Terraform variables vs data

In our last blog post we looked at data vs resources with Terraform and talked about static vs dynamic characteristics of data when compared to resources. In this blog we are going to look at using variables to declare structures rather than using data declarations. We will also cover a third option to use Local Values rather than variables and where they might be useful. It is important to note that there is no right or wrong answer with the use of local, variables, or data since they effectively perform the same functions and do not destroy structures as resources do when you execute the destroy option with terraform.

First, let’s look at Local Values. Declaring a local value allows you to insert a relatively static label into a variable stream. They are typically used for structures like tags or common_tags rather than static constructs. It is an easy way to declare something like a version or group that manages and maintains the resource in question.

locals {
  service_name = "forum"
  owner        = "Community Team"
locals {
  # Common tags to be assigned to all resources
  common_tags = {
    Service = local.service_name
    Owner   = local.owner
resource "aws_instance" "example" {
  # ...

  tags = local.common_tags

Note that the initial declaration is a name associated with a string. The second declaration aggregates references to these tags into another tag with the local.<name> reference. This name can then be accessed with the local.common_tags reference in main code and not have to replicate the service or owner tag information. Unfortunately, defining associations in a locals declaration does not allow for values to be passed in from the command line as is done with variables.

Input Variables allow you to define a string relationship similar to locals but also allows you to pass in values from other files or the command line. Input variables serve as parameters for a module and allow for customization and differentiation between two environments. For vSphere, for example, given that you can not have two vSphere providers or datacenters in the same code defining a datacenter for development and one for production can be done with variables and reference a common code base in another directory.

variable "image_id" {
  type = string

variable "availability_zone_names" {
  type    = list(string)
  default = ["us-west-1a"]

variable "docker_ports" {
  type = list(object({
    internal = number
    external = number
    protocol = string
  default = [
      internal = 8300
      external = 8300
      protocol = "tcp"

A variable definition has an identifier associated with it and typically a type that can be a string, number, or boolean and can be combined for more complex relationships like lists, sets, objects, or touples. Variables are typically defined in a file called .tfvars rather than a .tf file or can be passed in with the -var=”label=value” command line parameter.
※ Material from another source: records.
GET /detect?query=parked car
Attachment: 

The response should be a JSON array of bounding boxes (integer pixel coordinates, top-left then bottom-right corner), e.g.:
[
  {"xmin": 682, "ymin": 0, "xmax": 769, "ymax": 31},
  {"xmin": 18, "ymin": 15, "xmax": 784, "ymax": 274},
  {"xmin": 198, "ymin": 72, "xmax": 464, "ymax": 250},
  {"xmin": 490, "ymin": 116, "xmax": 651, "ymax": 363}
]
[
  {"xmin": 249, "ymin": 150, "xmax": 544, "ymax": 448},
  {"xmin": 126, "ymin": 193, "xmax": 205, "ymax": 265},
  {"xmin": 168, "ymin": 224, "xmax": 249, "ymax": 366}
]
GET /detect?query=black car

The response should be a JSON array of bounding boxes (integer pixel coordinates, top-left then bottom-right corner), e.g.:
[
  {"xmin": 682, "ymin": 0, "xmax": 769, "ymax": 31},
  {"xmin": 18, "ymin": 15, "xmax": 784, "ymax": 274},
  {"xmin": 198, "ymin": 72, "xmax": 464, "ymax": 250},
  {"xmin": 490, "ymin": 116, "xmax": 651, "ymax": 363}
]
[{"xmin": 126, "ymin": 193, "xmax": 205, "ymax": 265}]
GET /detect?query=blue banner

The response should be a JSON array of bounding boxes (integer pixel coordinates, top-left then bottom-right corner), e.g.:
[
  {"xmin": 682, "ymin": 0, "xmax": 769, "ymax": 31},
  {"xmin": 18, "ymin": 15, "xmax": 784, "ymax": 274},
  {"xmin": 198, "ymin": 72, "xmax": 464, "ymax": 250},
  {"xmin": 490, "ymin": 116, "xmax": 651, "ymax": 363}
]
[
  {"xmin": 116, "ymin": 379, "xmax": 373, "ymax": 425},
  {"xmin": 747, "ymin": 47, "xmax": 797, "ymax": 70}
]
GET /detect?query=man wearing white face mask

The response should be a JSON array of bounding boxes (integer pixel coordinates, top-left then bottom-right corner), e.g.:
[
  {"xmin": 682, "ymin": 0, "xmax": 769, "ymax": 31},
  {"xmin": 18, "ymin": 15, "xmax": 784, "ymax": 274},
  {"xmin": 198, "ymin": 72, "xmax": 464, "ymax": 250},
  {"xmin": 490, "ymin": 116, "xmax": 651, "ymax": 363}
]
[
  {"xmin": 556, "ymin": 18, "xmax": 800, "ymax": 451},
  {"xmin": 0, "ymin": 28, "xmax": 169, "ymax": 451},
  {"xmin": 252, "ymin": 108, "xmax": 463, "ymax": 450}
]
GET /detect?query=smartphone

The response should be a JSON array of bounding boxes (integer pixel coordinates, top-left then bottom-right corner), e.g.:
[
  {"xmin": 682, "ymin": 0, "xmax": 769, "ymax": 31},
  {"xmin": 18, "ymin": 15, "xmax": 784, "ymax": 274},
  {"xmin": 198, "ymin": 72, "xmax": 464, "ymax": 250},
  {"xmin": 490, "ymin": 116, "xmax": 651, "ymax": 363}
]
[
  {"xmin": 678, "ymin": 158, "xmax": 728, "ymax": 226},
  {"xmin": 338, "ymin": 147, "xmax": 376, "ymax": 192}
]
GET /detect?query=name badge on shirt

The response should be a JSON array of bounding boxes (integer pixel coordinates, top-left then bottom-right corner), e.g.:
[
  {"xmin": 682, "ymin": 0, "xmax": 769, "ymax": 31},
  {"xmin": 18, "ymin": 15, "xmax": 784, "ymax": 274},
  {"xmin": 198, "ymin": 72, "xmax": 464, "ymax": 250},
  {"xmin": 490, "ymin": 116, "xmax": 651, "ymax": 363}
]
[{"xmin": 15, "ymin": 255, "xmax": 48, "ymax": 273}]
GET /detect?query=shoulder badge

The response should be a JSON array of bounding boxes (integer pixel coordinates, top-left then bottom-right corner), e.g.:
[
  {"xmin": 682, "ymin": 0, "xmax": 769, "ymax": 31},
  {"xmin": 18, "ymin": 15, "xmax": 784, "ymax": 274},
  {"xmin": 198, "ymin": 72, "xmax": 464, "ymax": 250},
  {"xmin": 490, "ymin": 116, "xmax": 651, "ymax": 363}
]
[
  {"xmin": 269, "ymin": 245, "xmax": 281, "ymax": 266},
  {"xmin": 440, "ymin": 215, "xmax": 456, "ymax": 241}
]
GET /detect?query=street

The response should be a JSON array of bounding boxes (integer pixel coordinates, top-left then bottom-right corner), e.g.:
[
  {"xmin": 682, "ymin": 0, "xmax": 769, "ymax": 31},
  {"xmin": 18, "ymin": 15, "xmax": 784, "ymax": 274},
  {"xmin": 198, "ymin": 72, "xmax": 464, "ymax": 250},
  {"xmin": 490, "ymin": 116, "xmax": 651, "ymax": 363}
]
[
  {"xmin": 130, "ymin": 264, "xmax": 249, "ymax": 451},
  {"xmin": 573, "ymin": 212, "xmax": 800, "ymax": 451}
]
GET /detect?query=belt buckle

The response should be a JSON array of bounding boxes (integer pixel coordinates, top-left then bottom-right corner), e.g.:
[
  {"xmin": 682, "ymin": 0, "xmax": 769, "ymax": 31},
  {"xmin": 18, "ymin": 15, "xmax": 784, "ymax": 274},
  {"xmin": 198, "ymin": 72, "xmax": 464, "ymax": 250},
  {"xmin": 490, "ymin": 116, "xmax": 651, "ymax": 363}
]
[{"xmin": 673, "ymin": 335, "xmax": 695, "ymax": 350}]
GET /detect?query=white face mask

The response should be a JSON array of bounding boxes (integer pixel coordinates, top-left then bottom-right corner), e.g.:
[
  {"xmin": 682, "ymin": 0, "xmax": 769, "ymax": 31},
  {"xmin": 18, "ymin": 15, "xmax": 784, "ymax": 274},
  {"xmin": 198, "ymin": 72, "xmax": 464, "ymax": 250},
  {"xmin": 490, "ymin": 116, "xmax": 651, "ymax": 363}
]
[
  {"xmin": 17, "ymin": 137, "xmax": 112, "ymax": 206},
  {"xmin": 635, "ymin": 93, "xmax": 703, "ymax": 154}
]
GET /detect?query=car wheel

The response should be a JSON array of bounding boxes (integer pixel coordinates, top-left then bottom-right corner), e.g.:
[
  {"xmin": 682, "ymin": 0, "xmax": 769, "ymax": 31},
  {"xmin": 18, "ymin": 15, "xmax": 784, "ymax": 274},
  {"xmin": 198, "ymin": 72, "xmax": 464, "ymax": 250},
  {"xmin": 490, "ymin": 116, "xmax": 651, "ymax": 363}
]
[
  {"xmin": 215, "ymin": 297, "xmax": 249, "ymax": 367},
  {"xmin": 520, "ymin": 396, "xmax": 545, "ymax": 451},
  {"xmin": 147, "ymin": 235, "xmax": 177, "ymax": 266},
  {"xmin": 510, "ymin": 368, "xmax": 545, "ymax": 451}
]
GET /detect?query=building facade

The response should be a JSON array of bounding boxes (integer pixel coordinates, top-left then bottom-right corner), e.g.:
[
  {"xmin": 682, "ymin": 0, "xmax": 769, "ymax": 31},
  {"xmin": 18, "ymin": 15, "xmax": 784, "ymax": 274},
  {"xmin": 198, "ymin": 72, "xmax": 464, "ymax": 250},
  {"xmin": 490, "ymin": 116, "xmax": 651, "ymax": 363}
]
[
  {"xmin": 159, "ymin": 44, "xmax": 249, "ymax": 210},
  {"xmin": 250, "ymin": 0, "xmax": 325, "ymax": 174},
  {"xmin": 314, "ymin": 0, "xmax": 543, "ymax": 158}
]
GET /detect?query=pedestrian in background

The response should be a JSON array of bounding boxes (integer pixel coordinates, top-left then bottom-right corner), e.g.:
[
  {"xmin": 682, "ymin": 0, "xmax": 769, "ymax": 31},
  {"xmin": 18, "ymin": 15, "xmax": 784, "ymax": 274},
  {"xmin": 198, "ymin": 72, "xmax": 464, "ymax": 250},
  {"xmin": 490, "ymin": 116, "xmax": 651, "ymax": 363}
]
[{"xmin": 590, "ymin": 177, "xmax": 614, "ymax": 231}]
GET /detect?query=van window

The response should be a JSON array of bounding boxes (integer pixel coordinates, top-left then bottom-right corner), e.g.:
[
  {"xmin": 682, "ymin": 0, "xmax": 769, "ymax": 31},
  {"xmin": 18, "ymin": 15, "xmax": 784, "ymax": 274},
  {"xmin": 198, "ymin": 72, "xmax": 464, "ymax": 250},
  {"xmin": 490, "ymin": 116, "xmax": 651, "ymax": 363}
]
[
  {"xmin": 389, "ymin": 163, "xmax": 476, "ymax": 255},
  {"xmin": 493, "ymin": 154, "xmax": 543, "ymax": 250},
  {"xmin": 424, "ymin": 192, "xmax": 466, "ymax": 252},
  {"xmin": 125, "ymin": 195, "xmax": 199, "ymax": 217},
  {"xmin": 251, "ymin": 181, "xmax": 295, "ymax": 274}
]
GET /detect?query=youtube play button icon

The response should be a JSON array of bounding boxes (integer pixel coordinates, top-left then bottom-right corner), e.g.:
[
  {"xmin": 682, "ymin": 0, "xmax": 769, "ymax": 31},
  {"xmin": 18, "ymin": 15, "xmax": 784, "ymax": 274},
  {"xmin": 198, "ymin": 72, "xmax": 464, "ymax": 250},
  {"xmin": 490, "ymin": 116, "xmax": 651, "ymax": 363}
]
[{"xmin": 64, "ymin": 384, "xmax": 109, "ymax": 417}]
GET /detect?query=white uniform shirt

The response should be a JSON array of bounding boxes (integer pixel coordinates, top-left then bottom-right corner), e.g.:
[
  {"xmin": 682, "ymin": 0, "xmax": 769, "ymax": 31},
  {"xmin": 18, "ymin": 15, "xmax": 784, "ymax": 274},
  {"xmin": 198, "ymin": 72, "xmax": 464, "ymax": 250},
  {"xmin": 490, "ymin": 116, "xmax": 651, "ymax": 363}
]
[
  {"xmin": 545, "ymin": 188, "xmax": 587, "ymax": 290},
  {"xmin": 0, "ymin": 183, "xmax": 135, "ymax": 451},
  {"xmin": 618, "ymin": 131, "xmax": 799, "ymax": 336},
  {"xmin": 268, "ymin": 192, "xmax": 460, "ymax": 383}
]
Alternately, variables can be defined as environment variables from the command line and the terraform command line understands how to read these values. Typically user credentials like username and password or public and private keys are defined in an environment variable rather than in a file. For a vSphere provider you can define the following environment variables and hide the connection detains to a server

  • VSPHERE_USER (var.user)
  • VSPHERE_PASSWORD (var.password)
  • VSPHERE_SERVER (var.vsphere_server)
  • VSPHERE_ALLOW_UNVERIFIED_SSL (var.allow_unverified_ssl)

Defining any of these variables on the command line get passed into the terraform control files without having to define them in a .tf or .tfvars file or having to pass them in with the -var command line extension. The var.<name> extension shown above are the constructs used to reference each of the parameters in the terraform control files. The three parameters required for a connection to a vSphere server are the var.user, var.password, and var.vsphere_server with the var.allow_unverified_ssl as an optional parameter.

provider "vsphere" {
  user           = var.vsphere_user
  password       = var.vsphere_password
  vsphere_server = var.vsphere_server

  # If you have a self-signed cert
  allow_unverified_ssl = true

Typically this is all the code that is needed to connect to a vSphere server. You could define the user, password, and vsphere_server as locals and reference them as local.user but that implies that one of your .tf or .tfvars files contains a password definition that becomes a security issue with file management and version control. Putting the user and password in an environment variable allows for dynamic changing of roles and credentials from the VMware side of the house without having to change your .tf or .tfvars files. Having the vspher_server defined with environment variables allows management of development, production, and disaster recovery using a common foundation file and not having to define a main.tf for each environment.

We could have just as easily defined our user, password and server with a Data Source definition rather than a variable definition. A data declaration is similar to a local declaration but can be more complex than a string comparison.

data "aws_ami" "example" {
  most_recent = true

  owners = ["self"]
  tags = {
    Name   = "app-server"
    Tested = "true"

Declaring a username and password with a data definition is not the most secure and safe way of defining this data. Using a variable declaration and environment variable pulls this information out of source code control and security concerns. Defining a datastore or a template with a data declaration makes more sense given that structures like datacenter, datastore, folder structures, and templates hopefully do not change significantly over time. Templates might change based on new operating system releases but managing this change with a new declaration can be a good thing.

Hopefully, this post helps understand the key difference between variable and data declarations. Both have a purpose. Both can be used. There are some technical reasons to use one over the other. There are some security concerns where one might be a better selection. The real answer is to look at how your organization uses the different constructs and have a meaningful conversation on why one is used and why another is used instead. This is one of the grey areas where there is not one way of solving the problem.